You know the sports expression “Great player, better person”?
No one turns down that description. It can, however, carry the unintended consequence of underplaying an elite performer’s excellence at his actual job.
Which brings us to the legendary Hank Aaron, who died in his sleep Thursday into Friday at the age of 86 and rightly earned plaudits as a bona fide American hero. As a humble man who endured this country’s worst yet never stopped being gracious or generous.
Enough bandwidth exists, though, so that we can salute Aaron’s magnanimity without slighting his brilliance as a baseball player. Home run king or not, Hammerin’ Hank belongs among the best of the game’s best.
“He played for the galactic All-Stars. We’re just mere earthlings,” Chipper Jones, Aaron’s fellow Hall of Famer, said Friday on a Zoom call arranged by the Braves. “He was on a different level. When you can take all of those home runs away and he’s still got 3,000 hits. He won Gold Gloves. [Appeared in] 25 All-Star Games. To this day, I have to look at the back of that baseball card and remind myself because some of the numbers just get lost. You’re talking about a transcendent baseball player right here.”
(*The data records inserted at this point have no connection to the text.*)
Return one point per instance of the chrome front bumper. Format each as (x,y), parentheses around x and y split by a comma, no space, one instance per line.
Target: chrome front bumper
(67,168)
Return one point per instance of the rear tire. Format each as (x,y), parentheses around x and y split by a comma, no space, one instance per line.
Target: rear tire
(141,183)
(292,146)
Another Cooperstown honoree, Reggie Jackson, listed Aaron among a list of all-time greats spanning a spectrum of sports: Frank Robinson, Joe DiMaggio, Stan Musial, Bob Gibson, Sandy Koufax, Jack Nicklaus, Arnold Palmer, Ben Hogan, Sam Snead, Joe Montana, Tom Brady, Bill Russell and LeBron James.
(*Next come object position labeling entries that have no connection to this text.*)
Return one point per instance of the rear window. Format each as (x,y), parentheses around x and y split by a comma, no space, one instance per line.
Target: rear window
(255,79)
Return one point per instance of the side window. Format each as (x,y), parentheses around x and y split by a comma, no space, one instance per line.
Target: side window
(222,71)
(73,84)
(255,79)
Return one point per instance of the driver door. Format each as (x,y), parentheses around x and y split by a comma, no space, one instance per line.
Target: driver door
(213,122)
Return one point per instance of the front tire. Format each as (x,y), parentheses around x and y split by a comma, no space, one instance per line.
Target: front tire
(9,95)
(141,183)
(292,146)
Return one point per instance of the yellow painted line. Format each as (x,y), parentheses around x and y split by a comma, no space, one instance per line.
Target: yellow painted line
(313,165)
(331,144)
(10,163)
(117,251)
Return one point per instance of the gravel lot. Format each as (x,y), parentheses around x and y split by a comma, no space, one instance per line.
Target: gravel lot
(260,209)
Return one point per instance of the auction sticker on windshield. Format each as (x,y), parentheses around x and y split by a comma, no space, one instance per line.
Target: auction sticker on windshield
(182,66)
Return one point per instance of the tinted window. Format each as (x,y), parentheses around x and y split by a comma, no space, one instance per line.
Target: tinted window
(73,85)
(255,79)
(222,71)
“When you see one of them,” Mr. October said, “you see a bald eagle.”
Jones underlined some of the numbers that made the proverbial back of Aaron’s baseball card “stupid,” as per Braves manager Brian Snitker, a longtime Aaron friend. Indeed, if you remove Aaron’s 755 homers, second all-time to the controversial Barry Bonds, he still owns 3,016 hits. His 6,856 total bases put him 722 ahead of the guy with the second-most, Stan Musial (6,134), who has just 595 more than the guy in 10th place, Carl Yastrzemski (5,539). His 2,297 RBIs and 1,477 extra-base hits also top the charts.
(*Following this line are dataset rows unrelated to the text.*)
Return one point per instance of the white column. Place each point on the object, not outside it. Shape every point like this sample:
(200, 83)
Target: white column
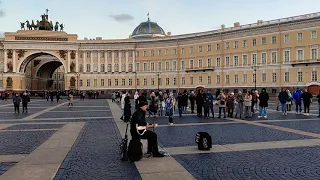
(84, 61)
(127, 64)
(77, 61)
(120, 63)
(112, 62)
(5, 60)
(133, 61)
(99, 61)
(91, 61)
(14, 60)
(68, 61)
(106, 61)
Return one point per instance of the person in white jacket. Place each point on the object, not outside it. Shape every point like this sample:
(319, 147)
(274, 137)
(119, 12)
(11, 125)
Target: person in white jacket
(136, 96)
(122, 103)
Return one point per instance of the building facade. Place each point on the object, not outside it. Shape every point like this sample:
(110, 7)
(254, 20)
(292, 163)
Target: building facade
(276, 54)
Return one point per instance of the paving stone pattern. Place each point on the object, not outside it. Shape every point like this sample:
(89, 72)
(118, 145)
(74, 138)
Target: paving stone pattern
(75, 114)
(57, 120)
(274, 164)
(22, 142)
(5, 166)
(185, 119)
(34, 126)
(308, 126)
(95, 155)
(171, 136)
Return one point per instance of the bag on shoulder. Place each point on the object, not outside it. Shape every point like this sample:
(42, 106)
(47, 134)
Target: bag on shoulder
(204, 141)
(135, 150)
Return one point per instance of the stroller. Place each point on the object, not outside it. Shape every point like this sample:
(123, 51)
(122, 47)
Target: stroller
(124, 145)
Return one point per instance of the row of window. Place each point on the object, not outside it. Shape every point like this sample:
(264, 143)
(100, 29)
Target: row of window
(245, 43)
(102, 54)
(236, 62)
(314, 78)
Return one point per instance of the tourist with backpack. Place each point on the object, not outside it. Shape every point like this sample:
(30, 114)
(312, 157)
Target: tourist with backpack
(170, 102)
(297, 96)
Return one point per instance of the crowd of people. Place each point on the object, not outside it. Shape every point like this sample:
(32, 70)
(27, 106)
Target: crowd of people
(300, 97)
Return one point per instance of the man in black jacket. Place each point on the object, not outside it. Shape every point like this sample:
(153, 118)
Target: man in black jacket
(138, 120)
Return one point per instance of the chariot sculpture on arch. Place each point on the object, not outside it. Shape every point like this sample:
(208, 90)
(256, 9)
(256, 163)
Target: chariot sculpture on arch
(43, 24)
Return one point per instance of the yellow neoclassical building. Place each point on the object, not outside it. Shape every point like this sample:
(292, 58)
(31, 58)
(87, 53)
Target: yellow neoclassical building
(274, 54)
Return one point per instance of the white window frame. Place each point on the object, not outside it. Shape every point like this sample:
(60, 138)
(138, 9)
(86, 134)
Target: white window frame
(311, 54)
(274, 61)
(314, 76)
(314, 34)
(286, 38)
(286, 56)
(227, 58)
(264, 58)
(300, 76)
(299, 38)
(236, 60)
(244, 60)
(302, 56)
(200, 63)
(254, 58)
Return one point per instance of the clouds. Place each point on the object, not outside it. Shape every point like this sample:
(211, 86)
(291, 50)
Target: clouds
(122, 17)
Among all position players, his 143.1 wins above replacement set him behind just Bonds, Babe Ruth, Willie Mays and Ty Cobb, as per Baseball-Reference.com.
After Bonds passed Aaron as the all-time home run leader, such a perch called into question because of Bonds’ alleged usage of illegal performance-enhancing drugs, the Braves made a point of introducing Aaron on the field, whenever a ceremony called for it, as the game’s true homer king. Should that have occurred? As Atlanta resident Mark Petralia pointed out, “It’s a real shame the Braves organization felt the need to amplify those debates. Hank’s legacy never needed that crutch.”
Because whether you believe he’s number one or number two for homers — or number three, if you want to consider Josh Gibson’s case — no one disputes that Aaron belongs among anyone’s top 10 all-time in the game.
Joe Torre, another Hall of Famer, appeared on the MLB Network Friday morning to discuss his former Braves teammate and good friend. The former Yankees manager marveled at Aaron’s ability, thanks in part to his quick wrists, to hit the ball the other way. At how he always hit the cutoff man from the outfield. At how he stole bases only when the situation called for it; he went 240-for-313 in steal attempts, an impressive 76.7 percent.
“I hope the youngsters who never saw him play take time to Google Hank Aaron highlights, go on YouTube and see that those numbers don’t lie,” said YES Network broadcaster Ken Singleton, who opposed Aaron with the Mets, Expos and Orioles. “He was a great, great baseball player and should be somebody who is regarded as one of the greatest players to ever walk on a baseball field. He did it with class and grace and a style that was all his own.”
All-time person. All-time player. The total package. A fitting description.